The Ramgarh Lodge and Ramgarh Lake of Jaipur are generally taken as a single tourist attraction these days, simply because no trip to one is considered fulfilled without a trip to the other. The lodge is named after the lake, though, which is one of the many artificial lakes in the Rajasthan area. Most of these man-made lakes were constructed for the primary purpose of acting as collection areas and reservoirs for water to be used by people living nearby, and have thus been of great import to the locals near them for literal centuries. The same may be said of Ramgarh Lake and its history.
The lake is about 30 kilometres or so away from Jaipur. It is a fairly large lake, about 4 kilometres at its longest and about 2 kilometres at the widest point. This renders it suitable for quite a number of water sports and water activities. For example, many of the locals come here to fish (since the lake has a good number of aquatic species in it) and boat. Boating is so popular here that rowing events for major competitions including the Asian Games in 1982 have been held here.
The attractions of Ramgarh go far beyond the waters, though. It is situated in the Aravalli Range, near the parts of the hills that still have quite a bit of forest left, and is thus a prime place for trekkers and those who want to experience the wildlife of Jaipur. Picnickers come here very often, usually after the rainy season has finished and typically in the months running from October to March. There are even some ruins of an old fort nearby, which hints at the life the royal Kachwaha Rajputs used to lead when they still used to come here.
Then there is Ramgarh Lodge, which is just about next to the lake itself.
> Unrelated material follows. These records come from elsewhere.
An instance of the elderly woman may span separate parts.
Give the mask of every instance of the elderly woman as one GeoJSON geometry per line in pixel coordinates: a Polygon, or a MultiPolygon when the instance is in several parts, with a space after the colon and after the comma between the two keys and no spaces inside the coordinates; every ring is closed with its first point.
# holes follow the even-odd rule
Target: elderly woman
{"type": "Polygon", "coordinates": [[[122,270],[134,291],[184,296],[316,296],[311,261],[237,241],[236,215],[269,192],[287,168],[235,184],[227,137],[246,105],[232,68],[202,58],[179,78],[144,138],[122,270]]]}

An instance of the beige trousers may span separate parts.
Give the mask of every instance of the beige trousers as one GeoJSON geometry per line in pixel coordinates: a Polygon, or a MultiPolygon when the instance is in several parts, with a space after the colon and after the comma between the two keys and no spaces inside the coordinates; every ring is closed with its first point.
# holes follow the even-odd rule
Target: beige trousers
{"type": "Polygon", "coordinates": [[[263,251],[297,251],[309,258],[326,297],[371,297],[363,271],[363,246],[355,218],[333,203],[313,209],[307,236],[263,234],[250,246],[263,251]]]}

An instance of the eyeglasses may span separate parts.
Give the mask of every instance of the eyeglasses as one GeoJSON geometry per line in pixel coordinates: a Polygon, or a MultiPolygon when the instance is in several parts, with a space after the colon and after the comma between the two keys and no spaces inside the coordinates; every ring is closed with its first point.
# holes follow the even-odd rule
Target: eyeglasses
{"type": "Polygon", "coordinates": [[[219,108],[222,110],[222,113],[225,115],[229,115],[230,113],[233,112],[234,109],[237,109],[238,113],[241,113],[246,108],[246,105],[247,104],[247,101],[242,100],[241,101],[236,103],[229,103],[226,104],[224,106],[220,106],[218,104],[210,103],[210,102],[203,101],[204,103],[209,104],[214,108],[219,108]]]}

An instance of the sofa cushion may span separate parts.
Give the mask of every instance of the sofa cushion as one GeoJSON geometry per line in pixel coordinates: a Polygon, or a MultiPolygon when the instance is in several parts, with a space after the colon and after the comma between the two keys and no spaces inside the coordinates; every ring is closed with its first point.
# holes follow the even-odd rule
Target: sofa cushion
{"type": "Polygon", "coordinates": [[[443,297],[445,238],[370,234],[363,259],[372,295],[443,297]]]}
This lodge goes by a number of names. It was formerly called the Taj Ramgarh Polo Lodge, but now it is referred to as the Gateway Hotel. The hotel was taken over by the Taj Hotels Group (one of the biggest hotel and resort development companies in the country) fairly recently, around the 1980’s, but the provenance of the structure is much older, having been constructed in the 1930’s. It was renovated in 2003 to serve as a hotel. It is fairly small as far as hotels go, especially for the Taj Group, but do not let the tidiness of its size fool you: there is opulence as well as luxury waiting within the walls. This building may only be one room shy of a dozen rooms available, but every one of those eleven rooms is stuffed with the best furniture—from Continental period to contemporary pieces—and genuinely fine fixtures. The amenities are also superb and the hotel itself looks fantastic due to the recent renovation. This is not a place to discount if you want to stay in a more secluded, somewhat loftily upper-crust place during your visit to Jaipur.